Her father got a job with a Jewish wool merchant and went to night school. He was also a firefighter. Her mother took in lodgers in the house in Hillcrest Ave. Then her father worked for the JNF and later the JPA. He was active in founding the Jewish Day School in Leeds, which began in 1956. He belonged to the Chassidishe Shul. He brought over his sister and husband after the war. Ruth was a staunch member of Bnai Akivah and this was her life. She went to camps and made lifelong friends. Her family were orthodox and she maintained this way of life. She supported the Irgun and Stern Gang. Ruth’s brother went on Hachsharah to Thackstead. He studied agriculture at Uni and made aliyah as an agronomist. Ruth went to University to study languages and took a teaching diploma.

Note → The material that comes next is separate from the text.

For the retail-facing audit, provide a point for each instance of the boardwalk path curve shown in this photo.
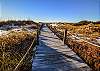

She met her husband David Rogoff from London through the BA and married in 1955. He was studying to be a dentist. They moved to London, where Ruth taught at Hasmonean. Then they returned to Leeds where she taught English at Leeds High Schools. At one time she worked for Radio Leeds on Literary programmes and in 1958 she became editor of the Jewish Gazette in Leeds. She took a Masters degree in English Lit and went back to teaching. She became head teacher in Hebrew and Jewish Studies at the Jewish School for 10 years. She belonged to Emunah. Her husband qualified as a dentist and belonged to the Jewish Dental Association. He also was a member of the Chevra Kadisha.
I remember getting to England. And my first memory of England, it was Sunday, 3 September 1939, the day the war broke out. We arrived at Liverpool Street Station. And as the train slowed down and we were getting out of the train, the sirens went. When the sirens went, everybody started running; we had to go to a shelter. We went with the crowd, but there was also a Jewish Refugee Committee on the platform, and they went with us.
We didn’t know where my father was, we had no idea. My father came to England in June or July of 1939. When we arrived, we were put into a hostel, and the first thing my mother did was to go round the men’s hostels to see if anybody knew. She went with a photograph, if anybody had seen him, heard of him, knew of him, knew what had happened to him. ‘Cause I mean that’s what people did. And she knocked on this door, in this Highams [Lane] hostel. And my father opened it. And that was- That is quite remarkable, isn’t it? And that’s how they found each other.